我们将至少有 2 个 6-硫鸟嘌呤核苷酸(6-TGN)水平的 216 例儿科 IBD 患者分组进行分析,起始剂量为:>2.5mg/kg/天 AZA(组 1)或 <2.5mg/kg/天(组 2),并进一步根据是否优化剂量以达到 6-TGN >235pmol/8×108 RBC 进行亚组分析。使用单变量和多变量分析来测试代谢物水平、实验室数据与主要结局(6 个月无类固醇临床缓解(SFR)(CD 的 HBI≤4;UC 的部分 Mayo 评分[pMS]≤2))之间的关联。使用 Kaplan-Meier 生存分析来测量硫嘌呤的耐久性。

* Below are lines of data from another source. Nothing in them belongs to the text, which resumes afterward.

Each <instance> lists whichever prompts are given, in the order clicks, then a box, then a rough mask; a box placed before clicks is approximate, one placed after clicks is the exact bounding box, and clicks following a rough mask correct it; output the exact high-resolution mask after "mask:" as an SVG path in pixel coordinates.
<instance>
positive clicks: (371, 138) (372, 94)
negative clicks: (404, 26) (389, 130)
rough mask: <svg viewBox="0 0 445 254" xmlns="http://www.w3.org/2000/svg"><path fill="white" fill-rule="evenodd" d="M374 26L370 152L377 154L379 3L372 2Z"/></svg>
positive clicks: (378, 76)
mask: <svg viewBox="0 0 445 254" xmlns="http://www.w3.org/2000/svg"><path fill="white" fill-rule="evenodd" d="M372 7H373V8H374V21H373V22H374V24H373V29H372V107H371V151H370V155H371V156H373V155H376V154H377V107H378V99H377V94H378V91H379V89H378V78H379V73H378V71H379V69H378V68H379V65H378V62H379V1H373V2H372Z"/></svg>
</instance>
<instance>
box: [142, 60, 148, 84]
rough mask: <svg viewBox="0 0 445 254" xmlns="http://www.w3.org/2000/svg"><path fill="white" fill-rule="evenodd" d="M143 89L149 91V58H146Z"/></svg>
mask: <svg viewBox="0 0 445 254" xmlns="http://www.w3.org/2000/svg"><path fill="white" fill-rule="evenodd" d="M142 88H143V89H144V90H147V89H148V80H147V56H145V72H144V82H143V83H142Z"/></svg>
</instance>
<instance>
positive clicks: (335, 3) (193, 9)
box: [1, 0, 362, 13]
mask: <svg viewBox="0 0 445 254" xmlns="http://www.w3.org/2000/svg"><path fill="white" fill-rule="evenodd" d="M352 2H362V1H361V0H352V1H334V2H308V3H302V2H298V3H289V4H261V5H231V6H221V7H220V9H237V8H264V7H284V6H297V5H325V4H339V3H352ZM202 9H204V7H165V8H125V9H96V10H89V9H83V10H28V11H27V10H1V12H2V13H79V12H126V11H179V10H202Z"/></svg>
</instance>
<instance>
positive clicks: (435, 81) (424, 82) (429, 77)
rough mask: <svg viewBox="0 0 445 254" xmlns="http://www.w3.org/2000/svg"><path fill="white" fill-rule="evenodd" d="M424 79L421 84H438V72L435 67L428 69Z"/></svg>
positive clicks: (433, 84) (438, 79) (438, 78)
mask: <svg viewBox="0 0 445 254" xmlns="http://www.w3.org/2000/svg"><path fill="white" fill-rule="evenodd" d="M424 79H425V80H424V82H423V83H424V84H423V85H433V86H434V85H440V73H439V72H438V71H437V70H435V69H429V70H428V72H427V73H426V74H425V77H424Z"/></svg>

6-MP、硫唑嘌呤、儿科、治疗药物监测、儿科在开始使用硫嘌呤后中位数 59(43-76)天进行了测量。两种剂量策略都导致了相似的初始 6-TGN 水平(组 1=中位数 209[IQR:155-272],25%的患者>235;组 2=196[139-274],29%的患者>235)。在 6 个月时,仍在使用硫嘌呤的 180 例患者中有 74%达到了无类固醇的临床缓解。在 6 个月时,仍在使用硫嘌呤的患者中,起始剂量与 6 个月时的 SFR 无关-组 1 为 73%,组 2 为 77%(P=0.61)。固定剂量和优化剂量亚组的 6 个月 6-TGN 水平、SFR 率和 6-TGN>235 的百分比相似。只有 6 个月时的 6-TGN 水平>235 预测了硫嘌呤的耐久性(3 年[1.7-7.7]与 2.5 年[0.83-5];对数秩 P<0.001),并且这在多变量模型中没有显著意义。初始剂量策略、首 6-TGN 水平、6 个月 SFR、6MMP:6TGN 比值和 delta-MCV 均不能预测耐久性。不良事件发生率为 22%。
标准化、固定剂量策略与代谢物驱动、优化剂量策略之间,无类固醇的临床缓解和 6 个月时的 6-TGN 水平没有差异。